It is IMO "what you spend" that is the most important "part" of the deal. Many earn a very good income but if you "grow into your income" you may "learn" to spend more than is prudent (and LBYM). Live for today but save for tomorrow.
This is so true.
I am the "poster child" for someone who made a LOT of mistakes in investing, but who muddled through anyway mostly due to LBYM. See below; I probably should have been investing money in taxable accounts from 2002-2006 instead of buying and paying off my house during that time, since the market was soaring. I also was an idiot to invest 100% in equity funds for several years, though a lucky idiot. I should have bought a Corolla instead of a Camry Solara. I could go on and on. Retrospect is great. But it is possible to recover from mistakes if you just LBYM and keep doing the best you can with the money you save.
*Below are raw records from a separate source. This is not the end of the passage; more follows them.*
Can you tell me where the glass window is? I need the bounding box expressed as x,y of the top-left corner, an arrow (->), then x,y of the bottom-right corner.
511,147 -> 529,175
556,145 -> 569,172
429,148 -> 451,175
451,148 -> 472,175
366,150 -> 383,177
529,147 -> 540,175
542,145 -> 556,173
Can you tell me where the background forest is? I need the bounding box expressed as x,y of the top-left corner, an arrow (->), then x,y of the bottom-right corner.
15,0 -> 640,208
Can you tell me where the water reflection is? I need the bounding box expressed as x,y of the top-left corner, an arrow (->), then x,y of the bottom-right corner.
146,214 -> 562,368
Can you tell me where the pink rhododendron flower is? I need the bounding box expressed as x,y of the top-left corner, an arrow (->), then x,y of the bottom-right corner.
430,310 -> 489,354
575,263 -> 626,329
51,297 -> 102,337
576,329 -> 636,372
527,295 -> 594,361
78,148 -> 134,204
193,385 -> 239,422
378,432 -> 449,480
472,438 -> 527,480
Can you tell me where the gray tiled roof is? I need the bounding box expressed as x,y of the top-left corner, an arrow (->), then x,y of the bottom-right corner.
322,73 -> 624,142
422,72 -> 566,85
For me, what worked in 10 years starting at age 51 was:
(1) Get a job with modest 5-figure salary but good retirement benefits in an affordable location and and start living "like a student", on as little as possible while maxing out retirement accounts (these three things needed to be in place from the start). I had other job offers with better salaries, but chose federal employment because I was seeking job and retirement security.
(2) Pay off and destroy credit cards and other debt, traded in my junker car (worth $200
) for a new Toyota paid for in cash; save up down payment for house and start looking for a house. (first 2-3 years)
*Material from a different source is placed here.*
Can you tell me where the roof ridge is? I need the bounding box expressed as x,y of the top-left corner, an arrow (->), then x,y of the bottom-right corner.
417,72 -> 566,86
(3) Buy a modest house, and pay it off (years 3-7)
(4) Build taxable investment accounts (years 7-10)
By year 8 I was already FI (at the level of LBYM to which I was by then accustomed) and just waiting for retirement elegibility and building my investment accounts. I had joined the ER Forum by that time since retirement was definitely on my horizon. As everyone here knows, during year 9 I came into an unexpected and substantial windfall although I was already financially independant before that happened.
My investment accounts have been solely in mutual funds, mostly index funds but some other diversified mutual funds as well. Is that the way to go? I don't know, but I didn't know beans about investing and I thought that would be a good way to diversify and spread out my risk.
I started my retirement accounts during the tech crash, and my asset allocation was almost entirely equity funds during the first five years or so (I figured I had to have b*lls of steel
and take some very uncomfortable risks if I was ever to have any chance of ER). I lucked out as the market rose substantially during that time.Then I gradually transitioned to a very conservative asset allocation by the time I reached year 8 or 9.
The point I am trying to make is that LBYM, putting everything you can towards your goal in some manner, and blind luck with the market can compensate for a LOT of investment mistakes. This is especially true if you make a sincere effort to read and study at least a half dozen books from
this list in order to learn as much as you can about investing.